Quote:
Originally Posted by recluse
This is not a vent. This is not a rant.
This is goodbye.
...
|
Recluse, I don't understand. I understand, I think, somewhat, empathise with, the rest of your post...that feeling of being, perhaps?...dismissable and compartmentalised? (For me, I sometimes just feel like The Tamed Fool)?
I don't really know.
I sometimes feel that need to move away...for me, at the moment, with other external pressures and the tides of my own personal psychological morphology, I definitely feel that need to "withdraw" back into the freedom of my own private universe...to chuck it all in...to disconnect, from MR; from most everything.
So perhaps I do understand, but don't realise it?
I don't really know.
I don't want you to go though. Selfishly, it is true...while contradicting myself with a possible understanding of the need. I guess that I contrast my introvert's need to withdraw with the knowledge that MR itself is often a place I recluse myself
to rather than
from; that MR contains a comfortable niche into which I can squeeze my hermitage with mostly minimal discomfort. On the other hand, that discomfort, at times...
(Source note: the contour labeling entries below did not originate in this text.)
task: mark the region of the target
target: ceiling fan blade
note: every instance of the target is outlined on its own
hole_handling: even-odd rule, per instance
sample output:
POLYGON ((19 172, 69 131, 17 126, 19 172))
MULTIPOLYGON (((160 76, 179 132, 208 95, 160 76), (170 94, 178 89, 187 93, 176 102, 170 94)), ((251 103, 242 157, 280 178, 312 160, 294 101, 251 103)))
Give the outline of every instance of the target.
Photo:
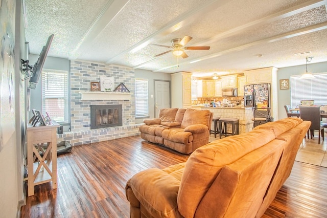
POLYGON ((186 50, 208 50, 210 46, 189 46, 184 47, 184 49, 186 50))
POLYGON ((160 46, 160 47, 168 48, 169 49, 171 49, 172 48, 173 48, 171 46, 164 46, 162 45, 158 45, 158 44, 152 44, 152 43, 149 45, 152 45, 152 46, 160 46))
POLYGON ((159 56, 160 55, 164 55, 165 54, 167 54, 167 53, 168 53, 169 52, 172 52, 172 51, 173 51, 173 50, 167 51, 167 52, 162 52, 162 53, 160 53, 160 54, 157 54, 156 55, 154 55, 154 56, 155 57, 158 57, 158 56, 159 56))
POLYGON ((186 54, 186 53, 185 52, 183 52, 183 53, 180 56, 183 58, 186 58, 186 57, 189 57, 189 55, 186 54))
POLYGON ((192 38, 191 36, 185 36, 179 42, 179 45, 180 45, 182 46, 184 46, 186 44, 187 44, 187 43, 189 42, 191 40, 191 39, 192 39, 192 38, 192 38))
My favourite quote is by Oscar Wilde:
"Selfishness is not living as one wishes to live, it is asking others to live as one wishes to live". I realise I am partly doing this. But I do also wish that a niche at MR could be for you at least an occasional holiday from your own private universe; that if you do go, that it is not permanent.
I'll wish good bye, but
I don't feel good about it. Just sad. I'd prefer to say "See ya". I hope I do.